I'm running eNcore in our lab environment to replace the Splunk eStreamer Add-On. The connection events are coming through just fine as are Access Control Policy Metadata, however I'm not seeing any Intrusion Events being logged in Splunk.
I'm a bit confused if I need to manually edit the configuration files as the documentation reads as though it should work out of the box. I have skimmed through the estreamer.conf file and core as well as intrustion are both set to true. The old eStreamer Add-On is receiving Intrusion Events so I know the FMC is capable of sending them.

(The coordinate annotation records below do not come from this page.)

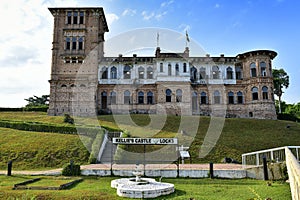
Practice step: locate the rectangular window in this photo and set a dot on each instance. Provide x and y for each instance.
(149, 100)
(203, 100)
(240, 99)
(169, 70)
(75, 18)
(74, 43)
(69, 17)
(184, 67)
(231, 99)
(68, 43)
(113, 100)
(80, 43)
(81, 17)
(141, 100)
(161, 66)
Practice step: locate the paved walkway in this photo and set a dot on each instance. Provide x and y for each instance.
(131, 167)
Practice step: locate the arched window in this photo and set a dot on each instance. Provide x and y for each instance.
(127, 97)
(68, 43)
(203, 99)
(113, 98)
(168, 95)
(141, 72)
(141, 97)
(238, 73)
(179, 95)
(217, 97)
(193, 74)
(161, 67)
(202, 73)
(74, 42)
(176, 69)
(113, 73)
(169, 69)
(103, 100)
(263, 68)
(215, 72)
(240, 97)
(126, 72)
(230, 98)
(149, 73)
(194, 101)
(80, 43)
(265, 92)
(184, 68)
(229, 73)
(254, 91)
(150, 97)
(253, 69)
(104, 73)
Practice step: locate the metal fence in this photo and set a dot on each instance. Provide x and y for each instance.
(293, 167)
(272, 155)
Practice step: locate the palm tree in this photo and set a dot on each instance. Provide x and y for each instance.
(280, 80)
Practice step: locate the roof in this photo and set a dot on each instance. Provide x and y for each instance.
(96, 9)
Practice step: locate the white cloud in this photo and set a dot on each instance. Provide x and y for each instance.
(129, 12)
(147, 16)
(166, 3)
(25, 48)
(110, 18)
(184, 27)
(160, 15)
(152, 15)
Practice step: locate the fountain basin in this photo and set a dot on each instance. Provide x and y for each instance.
(145, 188)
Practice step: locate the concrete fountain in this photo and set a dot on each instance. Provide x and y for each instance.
(139, 187)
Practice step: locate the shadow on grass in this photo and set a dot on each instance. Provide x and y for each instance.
(177, 193)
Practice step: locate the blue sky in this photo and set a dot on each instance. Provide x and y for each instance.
(225, 26)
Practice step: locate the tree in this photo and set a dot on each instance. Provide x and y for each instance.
(280, 80)
(38, 101)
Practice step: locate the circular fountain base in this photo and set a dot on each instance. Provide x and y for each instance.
(145, 188)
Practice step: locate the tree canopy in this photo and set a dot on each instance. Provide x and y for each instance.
(281, 80)
(38, 101)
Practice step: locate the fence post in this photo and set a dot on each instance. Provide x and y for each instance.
(211, 170)
(265, 166)
(9, 168)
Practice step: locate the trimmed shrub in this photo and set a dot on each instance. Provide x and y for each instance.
(41, 108)
(71, 170)
(11, 109)
(288, 117)
(68, 119)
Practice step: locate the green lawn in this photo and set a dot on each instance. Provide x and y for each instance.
(33, 150)
(205, 189)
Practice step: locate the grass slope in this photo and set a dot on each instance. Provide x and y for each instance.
(200, 189)
(238, 136)
(34, 150)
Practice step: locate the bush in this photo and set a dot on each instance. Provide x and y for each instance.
(41, 108)
(11, 109)
(68, 119)
(71, 170)
(288, 117)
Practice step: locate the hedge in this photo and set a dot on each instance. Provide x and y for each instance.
(288, 117)
(26, 109)
(71, 170)
(40, 127)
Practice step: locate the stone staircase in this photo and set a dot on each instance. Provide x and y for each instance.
(109, 148)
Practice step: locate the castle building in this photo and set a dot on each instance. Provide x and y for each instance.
(84, 82)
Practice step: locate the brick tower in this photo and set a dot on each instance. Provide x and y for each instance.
(78, 38)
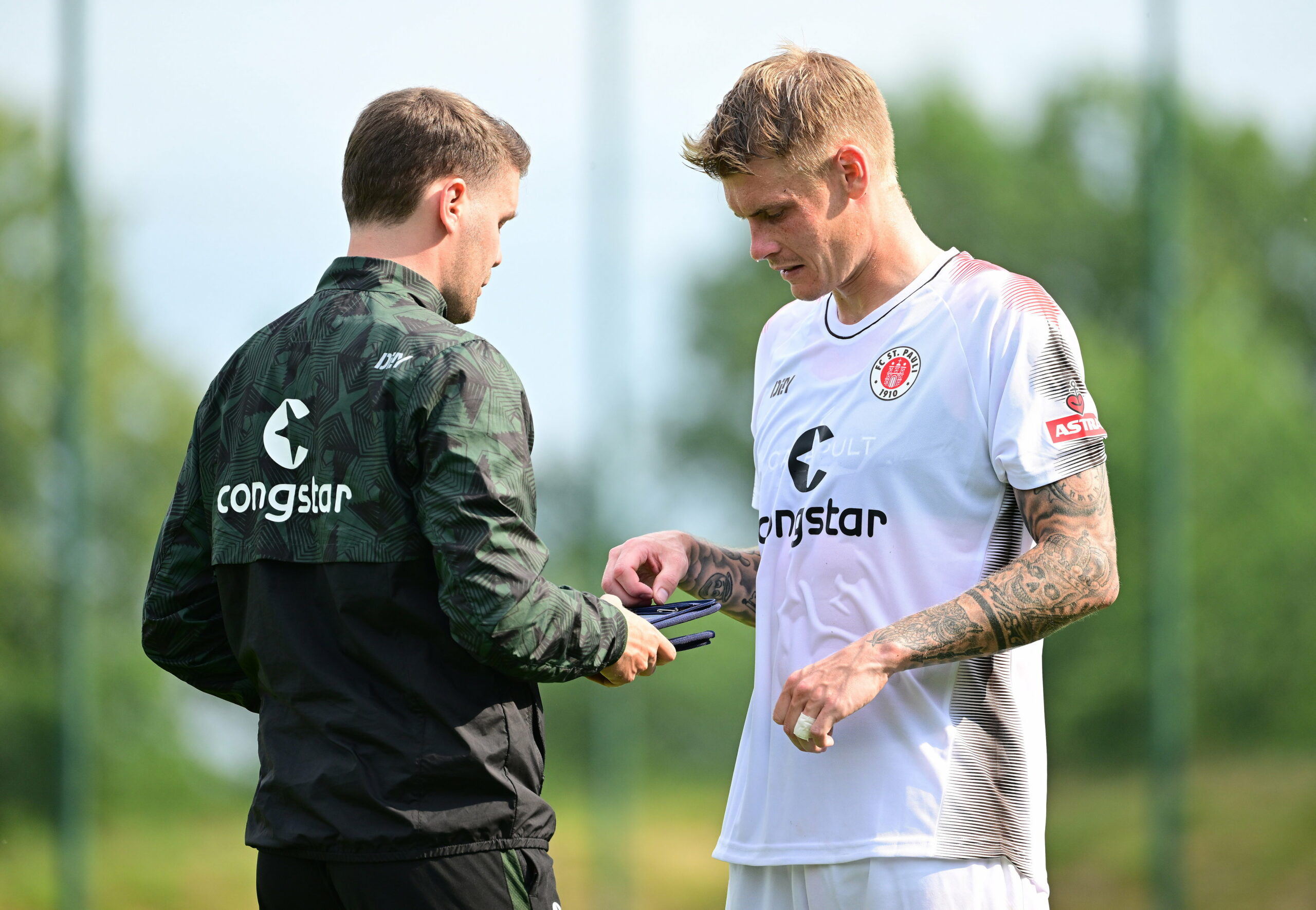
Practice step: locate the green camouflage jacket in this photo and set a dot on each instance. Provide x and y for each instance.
(365, 428)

I'm running Splunk 6.5.3 and FirePower 6.2.2.
Example of the metadata being logged instead of intrustion event:
rec_type=145 name=DMZ rec_type_desc="Access Control Policy Metadata" rec_type_simple="ACCESS CONTROL POLICY" sensor=zdxidsxxxxx uuid=00000000-0000-0000-0000-xxxxxxxxxxxx
I'm also seeing the following warning logged:
2017-11-13 10:26:06,927 estreamer.metadata.cache WARNING Metadata key ('uuid') missing on object ({'recordLength': 8, 'checksum': 0, 'blockLength': 8, 'archiveTimestamp': 0, 'blockType': 15, 'recordType': 119}). Ignoring
I am seeing a very similar issue. Our old environment using the old eStreamer app is working fine. When installing the Encore app in a completely new environment (don't have to worry about old TA messing w/ things) we are seeing a trickle of IPS events (1/20th of what FMC is seeing). After reading the comments above, I disabled the connection events, but after a few hours, I haven't seen any progress. I am not seeing my python process or system resources (core, mem, etc) overtaxed.
Is there a manual configuration setting (outside of the .confs) that needs to be made?
From an initial read from the experts you may be hitting a performance limitation. The current version generally maxes at 1.33 CPU cores. We're have plans for a more scalable version but I don't have a date yet.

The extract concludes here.